For more information, visit www.worldarthritisday.org

World Spine Day
On World Spine Day, Oct. 16, participating healthcare providers and organizations will provide important information, tips, and tools on how to prevent many common spinal disorders.

For more information, visit www.worldspineday.org

World Trauma Day
Oct. 17, World Trauma Day, recognizes the impact of injuries and violence. Injuries—resulting from traffic collisions, drowning, poisoning, falls, or burns—and violence—from assault, self-inflicted violence, or acts of war—kill more than 5 million people worldwide annually and cause harm to millions more. They account for 9 percent of global mortality and are a threat to health in every country of the world. According to the World Health Organization (WHO), at least 50 percent of road deaths occurring in developing countries could have been prevented with effective interventions after trauma.

World Pediatric Bone and Joint (PB&J) Day
Developed by the USBJI’s multidisciplinary Pediatric Specialty Group, World PB&J Day (Oct. 19) features educational stories on important bone and joint–related conditions to raise awareness among children, adolescents, and their parents. The 2015 PB&J Day will focus on ACL tears. Previous topics have included obesity, slipped capital femoral epiphysis, kids and vitamin D deficiency, and the adolescent female athlete triad.

World Osteoporosis Day
Oct. 20, World Osteoporosis Day, marks the launch of a year-long campaign dedicated to raising global awareness of the prevention, diagnosis, and treatment of osteoporosis and metabolic bone disease. USBJI’s “Fit to a T” public education program was developed in response to the Surgeon General’s first-ever report on bone health and osteoporosis.
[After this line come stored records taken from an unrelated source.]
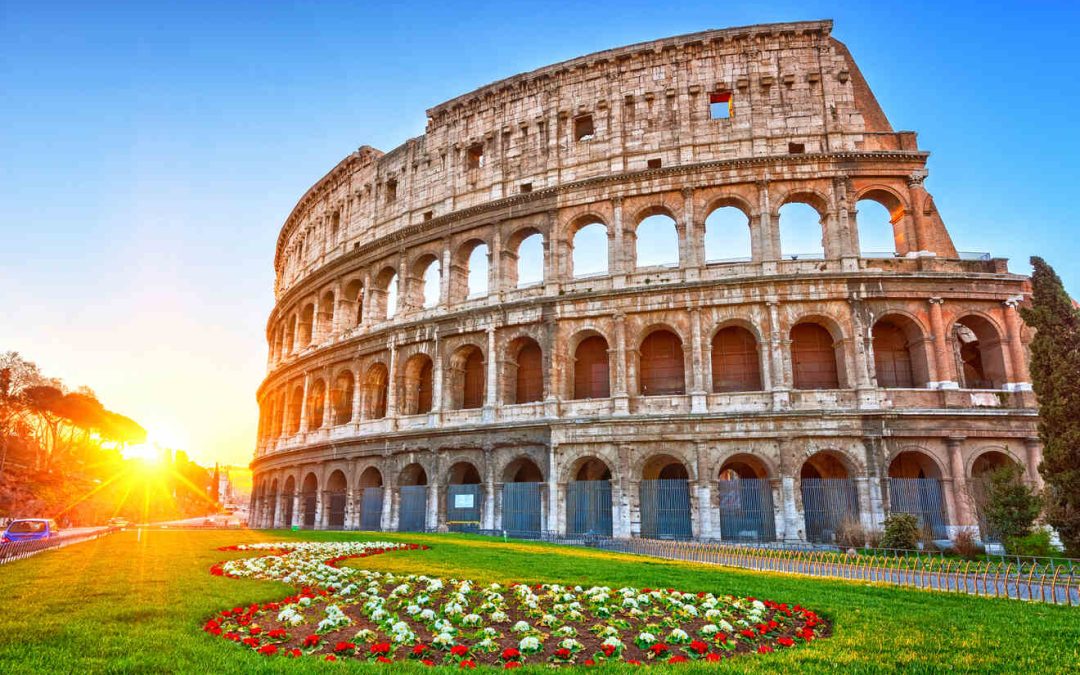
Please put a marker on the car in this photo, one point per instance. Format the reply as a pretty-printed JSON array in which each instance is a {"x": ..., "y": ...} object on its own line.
[{"x": 29, "y": 529}]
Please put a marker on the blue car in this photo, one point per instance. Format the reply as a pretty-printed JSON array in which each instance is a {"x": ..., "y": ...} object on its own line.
[{"x": 29, "y": 529}]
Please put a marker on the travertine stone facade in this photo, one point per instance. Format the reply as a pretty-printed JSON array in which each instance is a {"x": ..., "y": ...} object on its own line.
[{"x": 805, "y": 376}]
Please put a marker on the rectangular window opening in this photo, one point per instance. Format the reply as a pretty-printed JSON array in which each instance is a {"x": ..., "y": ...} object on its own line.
[
  {"x": 720, "y": 106},
  {"x": 583, "y": 127}
]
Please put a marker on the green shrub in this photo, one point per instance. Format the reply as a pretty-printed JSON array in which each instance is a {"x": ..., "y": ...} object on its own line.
[
  {"x": 901, "y": 531},
  {"x": 1037, "y": 543}
]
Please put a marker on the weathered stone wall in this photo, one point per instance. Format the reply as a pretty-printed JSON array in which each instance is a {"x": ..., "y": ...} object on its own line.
[{"x": 345, "y": 381}]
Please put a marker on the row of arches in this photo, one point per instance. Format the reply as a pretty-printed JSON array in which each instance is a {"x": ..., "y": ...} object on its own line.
[
  {"x": 745, "y": 497},
  {"x": 656, "y": 240}
]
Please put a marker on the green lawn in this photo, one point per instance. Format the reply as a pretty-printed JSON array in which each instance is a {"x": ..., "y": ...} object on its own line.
[{"x": 125, "y": 605}]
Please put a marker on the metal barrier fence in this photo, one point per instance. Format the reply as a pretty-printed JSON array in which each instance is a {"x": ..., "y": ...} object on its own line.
[{"x": 18, "y": 550}]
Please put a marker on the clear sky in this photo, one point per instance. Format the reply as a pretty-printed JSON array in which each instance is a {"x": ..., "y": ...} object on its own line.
[{"x": 149, "y": 154}]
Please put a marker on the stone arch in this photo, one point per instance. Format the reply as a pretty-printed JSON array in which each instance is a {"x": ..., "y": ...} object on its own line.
[
  {"x": 418, "y": 385},
  {"x": 524, "y": 370},
  {"x": 466, "y": 378},
  {"x": 316, "y": 404},
  {"x": 661, "y": 368},
  {"x": 341, "y": 396},
  {"x": 658, "y": 231},
  {"x": 901, "y": 358},
  {"x": 979, "y": 351},
  {"x": 520, "y": 266},
  {"x": 376, "y": 388},
  {"x": 818, "y": 353},
  {"x": 728, "y": 235},
  {"x": 736, "y": 358},
  {"x": 467, "y": 269},
  {"x": 592, "y": 366}
]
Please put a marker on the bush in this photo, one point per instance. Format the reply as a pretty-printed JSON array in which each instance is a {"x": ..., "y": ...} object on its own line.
[
  {"x": 1037, "y": 544},
  {"x": 850, "y": 534},
  {"x": 901, "y": 531},
  {"x": 966, "y": 545}
]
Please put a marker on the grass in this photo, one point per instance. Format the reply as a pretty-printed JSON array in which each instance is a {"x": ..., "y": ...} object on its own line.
[{"x": 135, "y": 605}]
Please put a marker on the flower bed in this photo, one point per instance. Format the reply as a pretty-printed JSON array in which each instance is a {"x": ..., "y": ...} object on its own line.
[{"x": 355, "y": 613}]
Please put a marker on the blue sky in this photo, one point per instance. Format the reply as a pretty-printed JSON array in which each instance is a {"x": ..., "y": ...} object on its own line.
[{"x": 149, "y": 154}]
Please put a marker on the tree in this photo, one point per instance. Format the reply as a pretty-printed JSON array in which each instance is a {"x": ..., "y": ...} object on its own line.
[{"x": 1055, "y": 376}]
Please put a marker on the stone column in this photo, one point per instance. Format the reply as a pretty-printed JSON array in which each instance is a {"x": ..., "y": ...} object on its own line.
[
  {"x": 943, "y": 356},
  {"x": 699, "y": 400},
  {"x": 1018, "y": 377}
]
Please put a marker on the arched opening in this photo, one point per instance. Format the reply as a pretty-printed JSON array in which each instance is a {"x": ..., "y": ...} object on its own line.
[
  {"x": 979, "y": 486},
  {"x": 353, "y": 302},
  {"x": 467, "y": 378},
  {"x": 296, "y": 409},
  {"x": 657, "y": 242},
  {"x": 375, "y": 392},
  {"x": 589, "y": 499},
  {"x": 523, "y": 499},
  {"x": 665, "y": 499},
  {"x": 661, "y": 367},
  {"x": 413, "y": 496},
  {"x": 900, "y": 355},
  {"x": 915, "y": 487},
  {"x": 325, "y": 315},
  {"x": 979, "y": 353},
  {"x": 525, "y": 372},
  {"x": 287, "y": 498},
  {"x": 419, "y": 385},
  {"x": 727, "y": 235},
  {"x": 316, "y": 404},
  {"x": 341, "y": 396},
  {"x": 529, "y": 258},
  {"x": 876, "y": 228},
  {"x": 307, "y": 325},
  {"x": 428, "y": 277},
  {"x": 736, "y": 361},
  {"x": 337, "y": 496},
  {"x": 815, "y": 358},
  {"x": 829, "y": 499},
  {"x": 745, "y": 500},
  {"x": 309, "y": 500},
  {"x": 801, "y": 233},
  {"x": 370, "y": 500},
  {"x": 590, "y": 254},
  {"x": 464, "y": 498},
  {"x": 591, "y": 368}
]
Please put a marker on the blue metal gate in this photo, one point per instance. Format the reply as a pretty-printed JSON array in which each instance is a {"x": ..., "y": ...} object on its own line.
[
  {"x": 665, "y": 509},
  {"x": 589, "y": 508},
  {"x": 463, "y": 507},
  {"x": 413, "y": 510},
  {"x": 370, "y": 509},
  {"x": 921, "y": 498},
  {"x": 746, "y": 510},
  {"x": 826, "y": 503},
  {"x": 522, "y": 507}
]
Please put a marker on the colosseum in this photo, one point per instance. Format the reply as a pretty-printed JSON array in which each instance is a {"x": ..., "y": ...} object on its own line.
[{"x": 579, "y": 304}]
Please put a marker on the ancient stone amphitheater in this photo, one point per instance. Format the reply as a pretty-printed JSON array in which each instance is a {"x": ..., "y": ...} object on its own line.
[{"x": 574, "y": 306}]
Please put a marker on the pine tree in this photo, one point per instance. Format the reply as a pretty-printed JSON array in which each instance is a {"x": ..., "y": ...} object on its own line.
[{"x": 1055, "y": 376}]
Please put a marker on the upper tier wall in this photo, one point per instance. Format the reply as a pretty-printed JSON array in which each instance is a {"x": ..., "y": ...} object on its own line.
[{"x": 793, "y": 89}]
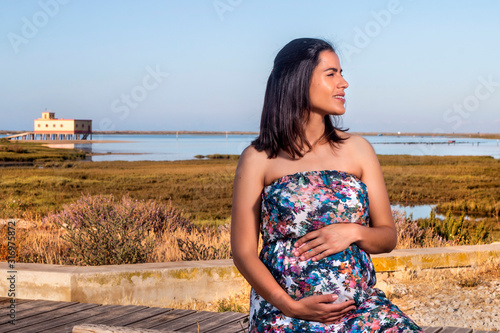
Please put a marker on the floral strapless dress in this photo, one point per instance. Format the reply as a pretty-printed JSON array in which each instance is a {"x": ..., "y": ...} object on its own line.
[{"x": 294, "y": 205}]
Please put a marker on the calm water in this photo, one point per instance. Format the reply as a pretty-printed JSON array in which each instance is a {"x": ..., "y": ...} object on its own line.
[{"x": 169, "y": 147}]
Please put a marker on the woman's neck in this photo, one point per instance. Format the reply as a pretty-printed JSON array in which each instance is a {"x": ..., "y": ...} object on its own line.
[{"x": 315, "y": 129}]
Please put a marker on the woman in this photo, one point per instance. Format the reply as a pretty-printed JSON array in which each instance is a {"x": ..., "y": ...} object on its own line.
[{"x": 318, "y": 196}]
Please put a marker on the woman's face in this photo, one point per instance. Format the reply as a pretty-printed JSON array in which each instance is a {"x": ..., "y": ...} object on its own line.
[{"x": 327, "y": 86}]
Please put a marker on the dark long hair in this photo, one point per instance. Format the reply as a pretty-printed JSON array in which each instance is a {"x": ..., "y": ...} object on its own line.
[{"x": 287, "y": 102}]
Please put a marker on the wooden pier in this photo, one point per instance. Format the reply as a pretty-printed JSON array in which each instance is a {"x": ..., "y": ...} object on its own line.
[
  {"x": 37, "y": 136},
  {"x": 36, "y": 316}
]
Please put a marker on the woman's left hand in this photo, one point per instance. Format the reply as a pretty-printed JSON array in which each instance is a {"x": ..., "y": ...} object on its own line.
[{"x": 325, "y": 241}]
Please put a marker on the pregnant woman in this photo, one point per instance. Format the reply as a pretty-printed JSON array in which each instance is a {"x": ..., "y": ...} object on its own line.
[{"x": 318, "y": 198}]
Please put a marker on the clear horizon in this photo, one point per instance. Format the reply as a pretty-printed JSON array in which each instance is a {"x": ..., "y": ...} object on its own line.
[{"x": 412, "y": 66}]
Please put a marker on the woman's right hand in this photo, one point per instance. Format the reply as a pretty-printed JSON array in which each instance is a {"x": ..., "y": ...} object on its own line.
[{"x": 319, "y": 308}]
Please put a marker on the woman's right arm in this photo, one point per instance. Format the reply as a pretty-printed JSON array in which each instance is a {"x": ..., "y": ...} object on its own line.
[{"x": 245, "y": 220}]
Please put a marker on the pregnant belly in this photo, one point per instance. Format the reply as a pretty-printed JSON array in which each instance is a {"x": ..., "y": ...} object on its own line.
[{"x": 348, "y": 274}]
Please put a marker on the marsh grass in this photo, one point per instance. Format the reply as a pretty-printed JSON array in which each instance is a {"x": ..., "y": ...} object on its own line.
[{"x": 202, "y": 189}]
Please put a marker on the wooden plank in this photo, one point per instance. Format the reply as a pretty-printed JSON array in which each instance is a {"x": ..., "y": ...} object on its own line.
[
  {"x": 90, "y": 328},
  {"x": 40, "y": 306},
  {"x": 432, "y": 329},
  {"x": 217, "y": 321},
  {"x": 56, "y": 325},
  {"x": 236, "y": 326},
  {"x": 162, "y": 318},
  {"x": 46, "y": 306},
  {"x": 137, "y": 316},
  {"x": 111, "y": 311},
  {"x": 189, "y": 320},
  {"x": 7, "y": 300},
  {"x": 456, "y": 330},
  {"x": 51, "y": 319}
]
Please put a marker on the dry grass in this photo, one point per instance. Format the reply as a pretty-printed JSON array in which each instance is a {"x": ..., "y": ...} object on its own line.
[{"x": 44, "y": 244}]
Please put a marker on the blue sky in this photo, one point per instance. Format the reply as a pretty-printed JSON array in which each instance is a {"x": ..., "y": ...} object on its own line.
[{"x": 412, "y": 66}]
It is designed to help the public learn more about bone health, as well as the prevention, early detection, diagnosis, and treatment of osteoporosis.
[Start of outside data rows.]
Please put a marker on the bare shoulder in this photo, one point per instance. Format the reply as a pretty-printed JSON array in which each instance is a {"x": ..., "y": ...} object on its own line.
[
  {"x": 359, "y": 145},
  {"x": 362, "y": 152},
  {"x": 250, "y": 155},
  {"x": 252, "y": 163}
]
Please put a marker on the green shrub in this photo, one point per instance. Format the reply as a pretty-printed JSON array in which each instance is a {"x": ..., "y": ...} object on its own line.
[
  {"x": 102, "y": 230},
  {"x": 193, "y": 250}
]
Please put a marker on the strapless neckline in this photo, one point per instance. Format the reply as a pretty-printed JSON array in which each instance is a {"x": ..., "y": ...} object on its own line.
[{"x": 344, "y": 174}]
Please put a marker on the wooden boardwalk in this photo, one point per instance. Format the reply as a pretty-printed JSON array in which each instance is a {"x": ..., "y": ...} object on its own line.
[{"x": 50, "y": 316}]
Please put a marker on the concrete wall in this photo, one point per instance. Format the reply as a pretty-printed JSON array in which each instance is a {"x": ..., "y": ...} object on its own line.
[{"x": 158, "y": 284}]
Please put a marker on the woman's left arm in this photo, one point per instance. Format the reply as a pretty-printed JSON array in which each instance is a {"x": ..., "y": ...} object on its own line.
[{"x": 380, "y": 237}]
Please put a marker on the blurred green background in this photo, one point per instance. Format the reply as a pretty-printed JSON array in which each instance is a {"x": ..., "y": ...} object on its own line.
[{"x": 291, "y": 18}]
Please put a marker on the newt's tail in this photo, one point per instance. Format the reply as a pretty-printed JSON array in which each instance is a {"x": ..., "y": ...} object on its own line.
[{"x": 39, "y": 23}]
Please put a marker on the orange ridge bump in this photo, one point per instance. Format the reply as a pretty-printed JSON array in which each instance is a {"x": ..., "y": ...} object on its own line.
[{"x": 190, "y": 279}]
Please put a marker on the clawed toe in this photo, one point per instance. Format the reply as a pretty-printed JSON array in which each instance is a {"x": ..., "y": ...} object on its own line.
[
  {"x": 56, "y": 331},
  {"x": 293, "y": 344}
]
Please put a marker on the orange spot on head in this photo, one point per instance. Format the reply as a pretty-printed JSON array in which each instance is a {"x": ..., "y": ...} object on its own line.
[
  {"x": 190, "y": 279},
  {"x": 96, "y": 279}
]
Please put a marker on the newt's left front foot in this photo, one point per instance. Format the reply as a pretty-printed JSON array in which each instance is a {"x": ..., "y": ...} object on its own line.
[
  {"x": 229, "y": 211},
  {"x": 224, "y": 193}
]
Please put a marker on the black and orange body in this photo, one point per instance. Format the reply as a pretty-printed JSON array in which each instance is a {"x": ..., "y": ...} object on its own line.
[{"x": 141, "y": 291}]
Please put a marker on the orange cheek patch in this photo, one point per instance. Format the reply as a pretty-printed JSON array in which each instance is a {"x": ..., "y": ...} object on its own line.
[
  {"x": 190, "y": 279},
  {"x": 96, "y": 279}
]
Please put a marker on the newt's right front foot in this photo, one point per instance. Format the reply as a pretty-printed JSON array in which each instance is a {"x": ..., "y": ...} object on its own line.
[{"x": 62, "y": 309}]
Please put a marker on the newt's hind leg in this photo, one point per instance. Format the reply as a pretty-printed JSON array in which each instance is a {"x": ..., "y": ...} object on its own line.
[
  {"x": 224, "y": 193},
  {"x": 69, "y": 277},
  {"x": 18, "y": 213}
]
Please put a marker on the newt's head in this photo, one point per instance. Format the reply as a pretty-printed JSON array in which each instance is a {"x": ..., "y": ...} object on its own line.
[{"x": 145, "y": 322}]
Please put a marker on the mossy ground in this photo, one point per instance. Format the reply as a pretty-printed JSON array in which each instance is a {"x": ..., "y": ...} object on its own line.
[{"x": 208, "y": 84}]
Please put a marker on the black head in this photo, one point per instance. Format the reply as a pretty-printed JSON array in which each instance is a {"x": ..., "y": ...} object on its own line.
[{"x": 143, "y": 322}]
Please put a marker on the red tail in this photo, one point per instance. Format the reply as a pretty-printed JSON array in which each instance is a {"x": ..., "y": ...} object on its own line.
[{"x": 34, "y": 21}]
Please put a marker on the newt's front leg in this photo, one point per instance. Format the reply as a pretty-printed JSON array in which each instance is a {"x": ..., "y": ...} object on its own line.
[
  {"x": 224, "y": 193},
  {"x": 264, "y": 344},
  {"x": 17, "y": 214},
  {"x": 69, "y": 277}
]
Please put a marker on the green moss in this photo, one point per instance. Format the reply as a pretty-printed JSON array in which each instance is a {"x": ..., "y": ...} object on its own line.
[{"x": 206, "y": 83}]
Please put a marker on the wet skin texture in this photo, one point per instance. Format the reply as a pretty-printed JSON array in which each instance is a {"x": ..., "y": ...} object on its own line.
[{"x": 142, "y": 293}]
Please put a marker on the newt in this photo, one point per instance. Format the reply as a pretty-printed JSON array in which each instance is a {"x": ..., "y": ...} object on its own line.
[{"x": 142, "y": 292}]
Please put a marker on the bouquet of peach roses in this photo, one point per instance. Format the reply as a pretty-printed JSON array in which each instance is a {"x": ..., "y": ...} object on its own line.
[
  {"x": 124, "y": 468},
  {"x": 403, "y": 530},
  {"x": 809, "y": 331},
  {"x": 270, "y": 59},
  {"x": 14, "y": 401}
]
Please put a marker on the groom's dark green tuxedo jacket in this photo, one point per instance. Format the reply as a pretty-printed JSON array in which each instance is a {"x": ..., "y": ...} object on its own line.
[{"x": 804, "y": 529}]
The 2015 theme of World Osteoporosis Day is “Serve Up Bone Strength.” For more information, visit www.worldosteoporosisday.org

  • Did you know?
    More than half (54 percent) of Americans older than age 18 are affected by musculoskeletal conditions.
  • One in three Americans (33 percent) older than age 18 required medical care for a musculoskeletal condition each year from 2009 to 2011, a 19 percent increase from the previous decade.
  • Bone and joint conditions are the most common cause of severe long-term pain and physical disability worldwide and affect hundreds of millions of people.
  • Currently, musculoskeletal research funding accounts for less than 2 percent of the National Institutes of Health annual budget and continues to decline each year despite the high costs associated with injuries, arthritis, and back pain.

References:

  1. United States Bone and Joint Initiative: The Burden of Musculoskeletal Diseases in the United States. Rosemont, IL; 2014. Accessed July 9, 2015.
  2. United States Bone and Joint Initiative: The Burden of Musculoskeletal Diseases in the United States. Rosemont, IL; 2014. Accessed July 9, 2015.
  3. Woolf AD, Pfleger B: Burden of major musculoskeletal conditions. Bull World Health Organ 2003;81(9):646-656.